A quel punto sembra tutto sotto controllo. Invece non lo è. A rimettere tutto in discussione – o quasi – basta un puck perso in attacco da Timo Meier proprio mentre la Svizzera sta provando a sfruttare una superiorità numerica, nel corso del quarantacinquesimo minuto, più un’altra sbavatura a poco più di due minuti dal termine (stavolta tutta sul conto di un Sandro Aeschlimann che già non fa una gran figura sul 2-1 di Blacker): improvvisamente, e insperatamente, i kazaki capiscono di essere ancora vivi. Fortuna che tra il primo e il secondo gol della squadra di Yuri Mikhailis – il cui figlio Nikita, ala della seconda linea, in avvio di terzo tempo aveva pure clamorosamente fallito davanti alla gabbia sguarnita – il buon vecchio Andres Ambühl decide di averne abbastanza, e dopo essere andato a recuperare un puck dietro la porta del miracolato Shutov serve un disco d’oro a Fabrice Herzog, a cui resta solo il compito di depositarlo nella porta vuota. «Paradossalmente è un bene aver vinto soffrendo – dice, schietto, il grigionese Enzo Corvi –. I kazaki difensivamente hanno giocato in maniera strutturata, mettendoci in difficoltà. Abbiamo faticato specialmente all’inizio, poi con il passare dei minuti siamo migliorati. Onestamente non penso che i cambiamenti di formazione ci abbiano destabilizzati. Cosa penso del debutto tra i pali di Sandro Aeschlimann? Che per me non è un fatto speciale, infatti a Davos sono abituato a vederlo in porta», conclude Corvi con un sorriso. Senz’altro un po’ meno sorridente di Corvi è invece lo stesso Aeschlimann. «Evidentemente c’era tensione, era naturalmente più alta del solito: quando vedi la croce elvetica sulla maglia il polso batte velocemente. Ho provato tanto orgoglio, ma ho cercato di godermi la partita e di dare il massimo. Peccato non abbia potuto fornire una prestazione costante sull’arco di tutti i 60’, ma i compagni mi hanno aiutato e quindi sono felice della vittoria. Invece non sono arrabbiato per gli errori: fanno parte dell’hockey, altrimenti tutte le partite finirebbero senza reti. E preferisco vincere incassando dei gol evitabili che perdere al termine di una grandissima prova». Bisognerà tuttavia vedere se queste due sbavature potrebbero aver compromesso le sue chance di venire ancora schierato a questo Mondiale. «Non lo so – conclude Aeschlimann –, alla fine deciderà il coach. Io posso solo dare il massimo di me stesso sul ghiaccio a ogni allenamento».

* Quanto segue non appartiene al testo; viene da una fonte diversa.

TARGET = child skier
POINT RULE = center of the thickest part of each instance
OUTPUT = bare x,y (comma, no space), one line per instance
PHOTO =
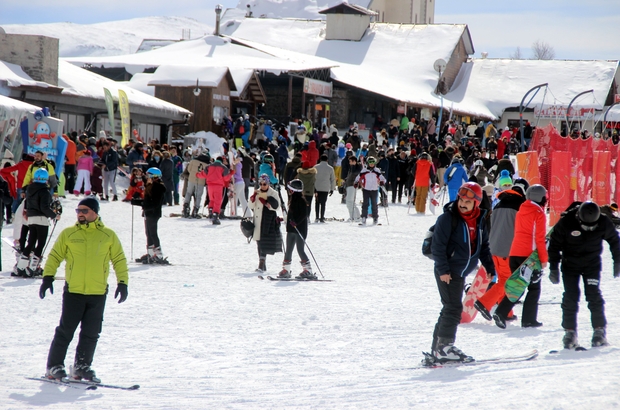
296,231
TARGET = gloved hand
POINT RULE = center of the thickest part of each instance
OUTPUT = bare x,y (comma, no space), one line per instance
121,289
554,276
47,284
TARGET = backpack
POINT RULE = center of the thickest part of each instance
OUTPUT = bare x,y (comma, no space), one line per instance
427,243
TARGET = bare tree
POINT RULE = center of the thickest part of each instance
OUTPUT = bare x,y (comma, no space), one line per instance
517,55
542,51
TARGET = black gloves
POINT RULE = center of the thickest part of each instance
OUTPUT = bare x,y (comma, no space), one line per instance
47,284
121,289
554,276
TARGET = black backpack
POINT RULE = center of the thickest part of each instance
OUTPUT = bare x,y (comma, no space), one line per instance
427,243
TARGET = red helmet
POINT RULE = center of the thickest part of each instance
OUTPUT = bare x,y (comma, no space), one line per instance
471,190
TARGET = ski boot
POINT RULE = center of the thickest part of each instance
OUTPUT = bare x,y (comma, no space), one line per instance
22,266
216,219
307,272
85,372
185,212
56,373
446,352
599,337
285,273
570,339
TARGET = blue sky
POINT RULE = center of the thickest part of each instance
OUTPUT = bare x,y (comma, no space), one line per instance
575,29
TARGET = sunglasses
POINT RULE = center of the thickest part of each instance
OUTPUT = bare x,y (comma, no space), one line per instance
466,193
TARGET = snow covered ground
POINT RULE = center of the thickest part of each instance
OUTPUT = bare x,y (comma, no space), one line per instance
206,333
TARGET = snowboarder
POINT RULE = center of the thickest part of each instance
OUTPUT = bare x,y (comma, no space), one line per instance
577,242
456,252
296,232
88,247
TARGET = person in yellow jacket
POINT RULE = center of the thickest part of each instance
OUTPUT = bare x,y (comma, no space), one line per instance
88,248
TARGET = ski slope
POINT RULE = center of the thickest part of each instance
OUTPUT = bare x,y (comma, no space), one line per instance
205,333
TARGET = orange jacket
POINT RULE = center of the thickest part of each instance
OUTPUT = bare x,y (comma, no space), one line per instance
530,232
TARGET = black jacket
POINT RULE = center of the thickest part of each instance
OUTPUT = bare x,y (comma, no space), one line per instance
451,248
39,200
580,250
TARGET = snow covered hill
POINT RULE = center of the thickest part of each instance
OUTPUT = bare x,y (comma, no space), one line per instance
205,333
113,37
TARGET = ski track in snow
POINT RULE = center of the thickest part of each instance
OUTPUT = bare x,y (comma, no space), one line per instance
208,334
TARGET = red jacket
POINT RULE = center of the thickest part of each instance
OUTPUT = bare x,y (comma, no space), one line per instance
530,231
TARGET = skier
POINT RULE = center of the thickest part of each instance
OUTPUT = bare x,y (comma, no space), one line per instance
88,248
456,251
530,226
296,232
369,179
38,208
217,176
577,242
500,240
154,195
264,202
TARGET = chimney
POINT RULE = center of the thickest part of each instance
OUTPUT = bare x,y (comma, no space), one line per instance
218,15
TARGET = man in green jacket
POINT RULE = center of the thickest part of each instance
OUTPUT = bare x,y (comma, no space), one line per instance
88,248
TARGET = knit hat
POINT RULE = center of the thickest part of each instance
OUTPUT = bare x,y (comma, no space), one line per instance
92,203
504,179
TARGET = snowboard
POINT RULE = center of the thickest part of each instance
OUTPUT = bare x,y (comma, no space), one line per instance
476,290
522,276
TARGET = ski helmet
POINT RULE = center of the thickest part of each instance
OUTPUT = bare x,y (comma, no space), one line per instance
471,190
296,185
536,193
40,175
153,172
589,213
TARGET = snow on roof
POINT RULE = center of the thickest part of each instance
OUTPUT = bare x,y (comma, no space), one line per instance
83,83
394,60
16,77
486,87
208,51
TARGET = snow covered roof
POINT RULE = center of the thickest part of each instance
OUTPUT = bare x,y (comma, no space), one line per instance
486,87
189,76
394,60
208,51
83,83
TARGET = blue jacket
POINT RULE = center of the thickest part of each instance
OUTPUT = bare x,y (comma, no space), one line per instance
451,248
459,177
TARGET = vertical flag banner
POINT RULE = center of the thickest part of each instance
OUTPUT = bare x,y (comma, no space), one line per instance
109,103
600,177
559,189
123,105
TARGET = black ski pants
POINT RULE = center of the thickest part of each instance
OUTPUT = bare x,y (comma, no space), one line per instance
451,295
319,207
86,310
530,304
570,299
36,239
150,227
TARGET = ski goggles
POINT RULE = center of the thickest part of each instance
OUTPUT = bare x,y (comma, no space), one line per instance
467,193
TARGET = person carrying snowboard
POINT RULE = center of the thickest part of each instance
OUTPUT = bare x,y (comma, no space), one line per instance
296,232
460,240
529,236
577,242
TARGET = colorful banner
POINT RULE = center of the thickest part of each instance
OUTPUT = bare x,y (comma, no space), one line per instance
109,103
559,189
527,164
123,105
600,177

‘Dobbiamo essere migliori, semplicemente’
Adesso, però, Patrick Fischer ha ben altre cose per la testa: la sua attenzione è tutta rivolta alla Slovacchia, prossimo avversario degli elvetici già stasera: «La loro è un’ottima squadra, la conosciamo bene – dice ‘Fischi’ –. Mi piace come giocano gli slovacchi: cercano molto la verticalizzazione, Slafkovsky è uno dei diciottenni più forti al mondo, e pure Nemec è molto bravo. Sarà una sfida dura, dovremo essere semplicemente migliori di oggi».